Bizim “büyük” devlet ve sıradan insan aklının hain yaratma aşkıyla aşık atamasa bile, Çin’in vatan haini üretme performansı da pek fena sayılmaz. Konuyu ciddi ele alıp bizden bir adım ileri gitmiş olmaları ise gıpta edilmeyecek gibi değil: Shandong eyaletinde tarih boyunca Han (Çin) imparatorlarına ihanet eden yöneticilerin heykellerinin bulunduğu bir “Vatan Hainleri (Hanjian: Han ulusuna ihanet eden) Müzesi” var. Binlerce yıllık tarihinde Çin’in bu kadar az sayıda vatan haini çıkarmış olması beni şaşırttı. İnsanlığa barut, pusula ve kâğıdı armağan eden bir kadim uygarlığa hiç yakıştıramadım… Enerjisini insanı yüceltmek ve uygarlığa anlamlı katkı yapmak için kullanan ulusların galiba vatan haini üretecek zamanı olmuyor.

Müzedeki en yakın tarihli “vatan haini” Japonya-Çin savaşı (1937-45) sırasında Japonya için çalışan bir yönetici. O günden sonra, Çin tek vatan haini bile çıkaramamış. Okur-yazar kesim “ihanet” kavramını biraz cömertçe kullanmasına rağmen, devletin yetkili ağızları bu konuda son derece cimri davranıyorlar. Ne de olsa bu kavramın ne anlama geldiğini bilecek kadar sağlam bir birikim ve akla sahipler.

Birkaç ay önce, ÇKP üyesi bir işadamı, Devlet Başkanı Xi Jinping’in “Haber kuruluşları ÇKP’ye hizmet etmelidir” sözlerini, “Çin haber medyası halka hizmet etmelidir, partiye değil” diye eleştirdi.
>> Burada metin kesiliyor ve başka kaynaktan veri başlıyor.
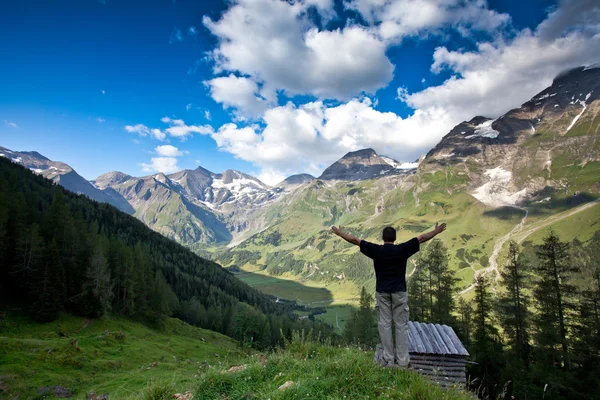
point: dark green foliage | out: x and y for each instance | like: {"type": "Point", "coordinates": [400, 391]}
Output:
{"type": "Point", "coordinates": [513, 303]}
{"type": "Point", "coordinates": [361, 327]}
{"type": "Point", "coordinates": [432, 287]}
{"type": "Point", "coordinates": [486, 349]}
{"type": "Point", "coordinates": [553, 293]}
{"type": "Point", "coordinates": [61, 251]}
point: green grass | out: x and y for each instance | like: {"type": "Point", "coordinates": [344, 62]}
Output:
{"type": "Point", "coordinates": [110, 355]}
{"type": "Point", "coordinates": [317, 372]}
{"type": "Point", "coordinates": [129, 360]}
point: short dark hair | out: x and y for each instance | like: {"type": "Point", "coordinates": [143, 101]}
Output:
{"type": "Point", "coordinates": [389, 234]}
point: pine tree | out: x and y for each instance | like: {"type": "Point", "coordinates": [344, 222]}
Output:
{"type": "Point", "coordinates": [513, 302]}
{"type": "Point", "coordinates": [465, 319]}
{"type": "Point", "coordinates": [553, 294]}
{"type": "Point", "coordinates": [418, 293]}
{"type": "Point", "coordinates": [442, 283]}
{"type": "Point", "coordinates": [487, 349]}
{"type": "Point", "coordinates": [48, 285]}
{"type": "Point", "coordinates": [98, 286]}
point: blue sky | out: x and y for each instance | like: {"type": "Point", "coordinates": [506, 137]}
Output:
{"type": "Point", "coordinates": [270, 87]}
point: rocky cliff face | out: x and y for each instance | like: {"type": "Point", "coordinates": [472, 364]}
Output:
{"type": "Point", "coordinates": [362, 165]}
{"type": "Point", "coordinates": [549, 145]}
{"type": "Point", "coordinates": [529, 151]}
{"type": "Point", "coordinates": [64, 175]}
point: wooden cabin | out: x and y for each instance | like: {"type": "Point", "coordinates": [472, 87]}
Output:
{"type": "Point", "coordinates": [436, 353]}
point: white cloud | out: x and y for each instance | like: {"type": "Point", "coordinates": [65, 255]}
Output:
{"type": "Point", "coordinates": [395, 20]}
{"type": "Point", "coordinates": [240, 93]}
{"type": "Point", "coordinates": [277, 46]}
{"type": "Point", "coordinates": [502, 75]}
{"type": "Point", "coordinates": [268, 46]}
{"type": "Point", "coordinates": [143, 130]}
{"type": "Point", "coordinates": [168, 151]}
{"type": "Point", "coordinates": [310, 137]}
{"type": "Point", "coordinates": [179, 129]}
{"type": "Point", "coordinates": [166, 165]}
{"type": "Point", "coordinates": [176, 36]}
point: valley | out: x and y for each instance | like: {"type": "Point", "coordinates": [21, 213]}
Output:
{"type": "Point", "coordinates": [516, 177]}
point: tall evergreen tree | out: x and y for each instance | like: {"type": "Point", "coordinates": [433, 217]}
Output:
{"type": "Point", "coordinates": [553, 294]}
{"type": "Point", "coordinates": [442, 283]}
{"type": "Point", "coordinates": [98, 286]}
{"type": "Point", "coordinates": [513, 302]}
{"type": "Point", "coordinates": [418, 293]}
{"type": "Point", "coordinates": [487, 349]}
{"type": "Point", "coordinates": [48, 285]}
{"type": "Point", "coordinates": [465, 320]}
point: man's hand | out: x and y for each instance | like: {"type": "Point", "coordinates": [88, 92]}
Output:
{"type": "Point", "coordinates": [439, 228]}
{"type": "Point", "coordinates": [337, 230]}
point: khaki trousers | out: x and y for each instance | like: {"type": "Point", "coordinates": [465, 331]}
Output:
{"type": "Point", "coordinates": [393, 308]}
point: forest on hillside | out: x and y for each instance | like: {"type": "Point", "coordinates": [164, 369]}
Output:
{"type": "Point", "coordinates": [533, 333]}
{"type": "Point", "coordinates": [61, 252]}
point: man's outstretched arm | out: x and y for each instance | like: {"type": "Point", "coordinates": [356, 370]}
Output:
{"type": "Point", "coordinates": [429, 235]}
{"type": "Point", "coordinates": [346, 236]}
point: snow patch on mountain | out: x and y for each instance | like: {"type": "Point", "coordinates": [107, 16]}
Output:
{"type": "Point", "coordinates": [485, 130]}
{"type": "Point", "coordinates": [399, 165]}
{"type": "Point", "coordinates": [495, 192]}
{"type": "Point", "coordinates": [584, 105]}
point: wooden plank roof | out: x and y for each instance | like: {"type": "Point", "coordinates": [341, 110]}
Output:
{"type": "Point", "coordinates": [434, 339]}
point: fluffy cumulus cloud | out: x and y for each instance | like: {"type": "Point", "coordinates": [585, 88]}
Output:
{"type": "Point", "coordinates": [501, 75]}
{"type": "Point", "coordinates": [266, 47]}
{"type": "Point", "coordinates": [143, 130]}
{"type": "Point", "coordinates": [179, 129]}
{"type": "Point", "coordinates": [240, 93]}
{"type": "Point", "coordinates": [166, 165]}
{"type": "Point", "coordinates": [309, 137]}
{"type": "Point", "coordinates": [395, 20]}
{"type": "Point", "coordinates": [276, 44]}
{"type": "Point", "coordinates": [166, 162]}
{"type": "Point", "coordinates": [168, 151]}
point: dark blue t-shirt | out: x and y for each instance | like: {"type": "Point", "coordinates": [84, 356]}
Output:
{"type": "Point", "coordinates": [389, 261]}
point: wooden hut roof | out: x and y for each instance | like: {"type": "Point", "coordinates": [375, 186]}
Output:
{"type": "Point", "coordinates": [434, 339]}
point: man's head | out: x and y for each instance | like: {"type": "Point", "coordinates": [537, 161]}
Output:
{"type": "Point", "coordinates": [389, 234]}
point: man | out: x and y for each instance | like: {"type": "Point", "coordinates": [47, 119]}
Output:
{"type": "Point", "coordinates": [389, 261]}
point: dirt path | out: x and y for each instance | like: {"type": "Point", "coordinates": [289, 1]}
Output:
{"type": "Point", "coordinates": [520, 236]}
{"type": "Point", "coordinates": [565, 214]}
{"type": "Point", "coordinates": [495, 253]}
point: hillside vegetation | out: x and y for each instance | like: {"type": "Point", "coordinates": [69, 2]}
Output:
{"type": "Point", "coordinates": [60, 251]}
{"type": "Point", "coordinates": [114, 355]}
{"type": "Point", "coordinates": [129, 360]}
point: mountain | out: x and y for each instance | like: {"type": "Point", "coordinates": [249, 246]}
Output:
{"type": "Point", "coordinates": [362, 165]}
{"type": "Point", "coordinates": [535, 167]}
{"type": "Point", "coordinates": [548, 145]}
{"type": "Point", "coordinates": [66, 176]}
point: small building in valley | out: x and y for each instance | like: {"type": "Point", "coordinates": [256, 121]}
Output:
{"type": "Point", "coordinates": [436, 353]}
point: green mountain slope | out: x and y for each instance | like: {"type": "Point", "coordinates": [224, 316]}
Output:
{"type": "Point", "coordinates": [110, 355]}
{"type": "Point", "coordinates": [491, 180]}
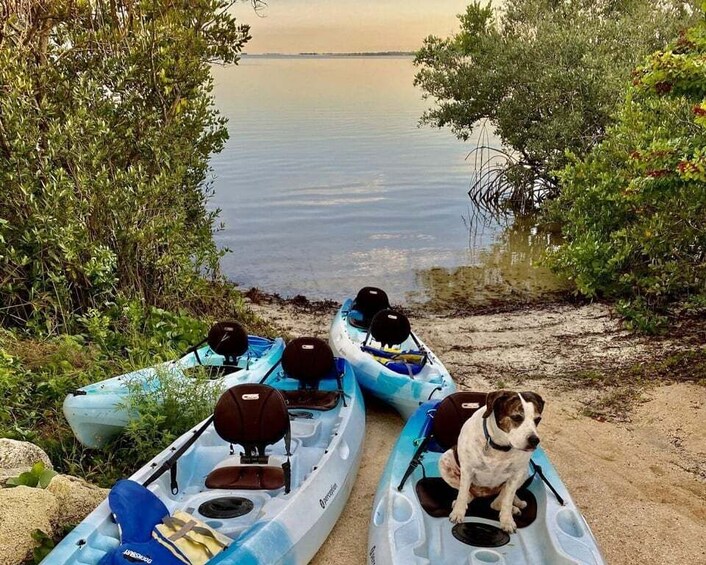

Milyarca dolar servete sahip bir kapitalistin “halka hizmet” derken tabi ki “kapitalizme hizmet”ten bahsettiğini söylemeye bile gerek yok. Bu eleştiriden sonra, ÇKP bu zatın parti üyeliğini bir yıllığına askıya aldı. Geçen yıl Mao’yu gözden düşürücü bazı sahnelerin yer aldığı bir film çeken bir yönetmenin de parti üyeliği askıya alınmıştı. Bu işadamının da ceza görmesi radikal “yeni solcuları” memnun etti ve ilgiyle izlediğim bir tartışma alevlendi.

Bir radikal “yeni solcu” akademisyen şunları yazdı: “Birçok kapitalist aslında ÇKP’nin karşısında yer alıyor. Ya batının kapitalist güçleriyle işbirliği halindeler ya da batının politik sistemi ve kültürüne güzelleme yapıyorlar. Fakat kendi sistem ve kültürümüzü kötülüyorlar. Böylece, Çin ulusuna ihanet ediyorlar veya ihanet kültürünün gelişmesine katkıda bulunuyorlar. Bunu korkudan yapıyorlar. Çünkü bu kapitalistlerin (ve bürokratların) çoğu yolsuzluğa bulaşarak zengin oldular ve haksız yoldan elde ettikleri bu servet ve politik haklarının bir gün halk tarafından geri alınacağından korkuyorlar”.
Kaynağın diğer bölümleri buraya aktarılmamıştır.